Donkey Kong [GB]

Donkey Kong est l’un des jeux d’arcade les plus importants de l’histoire du jeu vidéo. A l’époque où le marché est envahi par des shoot them up et des casse-briques, il s’impose comme l’un des premiers jeux de plates-formes et connaîtra un grand succès dans le monde entier. En 1983, la première adaptation sur Famicom (bien que possédant un niveau de moins) démontrera la puissance de la console qui égalait alors l’arcade de l’époque.
Du coup lorsque l’on tombe sur ce jeu Game Boy sobrement intitulé Donkey Kong et qu’on essaye ses 4 premiers niveaux repris du jeu original on peut se dire qu’il ne s’agit que d’un bête portage ce qui serait une énorme erreur : une fois les premiers niveaux terminés, une première carte du monde se débloque, plus d’une centaine de niveaux d’action/réflexion attendent le joueur avec une fonction de sauvegarde lui permettant de reprendre sa progression après avoir éteint la console. Donkey Kong sur Game Boy peut être considéré comme l’épisode zéro de la saga Mario vs. Donkey Kong qui officiera plus tard sur GBA, DS et 3DS.

La maniabilité de base est la même que celle de Donkey Kong arcade, donc on oublie la notion d’élan et les sauts où on contrôle le personnage (notions instaurées par Super Mario Bros.) pour se retrouver avec un personnage qui se déplace lentement, toujours à la même vitesse et effectuant des sauts en cloches.
Néanmoins Mario dans la scène d’introduction du jeu nous montre que le gameplay est bien plus évolué que dans le jeu où il fit sa première apparition, en en tirant parti dès le début du jeu on se rend compte qu’il est possible de terminer les premiers niveaux provenant de Donkey Kong arcade en une poignée de secondes.

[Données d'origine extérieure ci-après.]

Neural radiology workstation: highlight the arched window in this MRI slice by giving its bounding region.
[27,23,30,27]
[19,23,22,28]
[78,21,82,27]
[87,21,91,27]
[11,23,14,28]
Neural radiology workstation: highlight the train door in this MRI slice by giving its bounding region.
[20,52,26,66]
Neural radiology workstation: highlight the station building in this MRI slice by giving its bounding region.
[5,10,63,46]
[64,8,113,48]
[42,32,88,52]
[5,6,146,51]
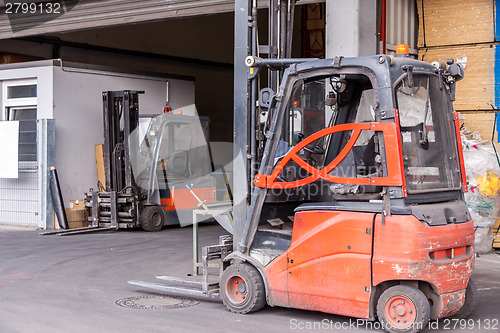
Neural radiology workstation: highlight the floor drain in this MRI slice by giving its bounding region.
[115,295,200,310]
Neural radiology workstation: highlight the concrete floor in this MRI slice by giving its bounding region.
[0,225,500,333]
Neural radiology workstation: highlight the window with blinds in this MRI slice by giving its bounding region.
[2,80,37,169]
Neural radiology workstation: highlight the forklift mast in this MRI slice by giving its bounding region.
[102,90,144,192]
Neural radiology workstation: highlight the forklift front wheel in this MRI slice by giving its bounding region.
[141,206,165,231]
[220,263,266,314]
[377,285,431,333]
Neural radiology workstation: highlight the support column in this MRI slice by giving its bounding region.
[326,0,377,58]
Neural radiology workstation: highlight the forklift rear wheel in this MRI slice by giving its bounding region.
[377,285,431,333]
[141,206,165,231]
[453,279,479,319]
[220,263,266,313]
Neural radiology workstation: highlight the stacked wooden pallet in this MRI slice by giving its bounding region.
[417,0,500,140]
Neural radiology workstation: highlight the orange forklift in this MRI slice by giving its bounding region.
[129,1,477,332]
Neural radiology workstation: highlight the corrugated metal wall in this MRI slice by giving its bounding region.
[386,0,418,55]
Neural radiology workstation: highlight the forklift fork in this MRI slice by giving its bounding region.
[127,235,233,301]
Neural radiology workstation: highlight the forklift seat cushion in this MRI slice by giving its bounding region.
[295,201,384,213]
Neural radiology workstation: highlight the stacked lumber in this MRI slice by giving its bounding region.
[417,0,500,139]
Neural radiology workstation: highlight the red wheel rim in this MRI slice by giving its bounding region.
[385,296,417,328]
[226,275,248,304]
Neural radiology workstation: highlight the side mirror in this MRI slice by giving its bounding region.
[448,62,465,81]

Première image : Mario présente les nouveaux mouvements dans l’intro du jeu

En courant dans une direction et en appuyant rapidement sur la touche de direction opposée plus la touche de saut, il est possible de faire un grand saut arrière. Ce mouvement sera repris 2 ans plus tard dans Super Mario 64 et sera présent dans tous les Super Mario suivants.
En appuyant sur Bas plus la touche de saut, Mario va se mettre à marcher sur ses mains, ce qui va le rendre plus lent mais ce qui va aussi lui permettre de devenir insensible à toutes les chutes d’objets. En réappuyant sur la touche de saut, Mario effectuera un grand saut.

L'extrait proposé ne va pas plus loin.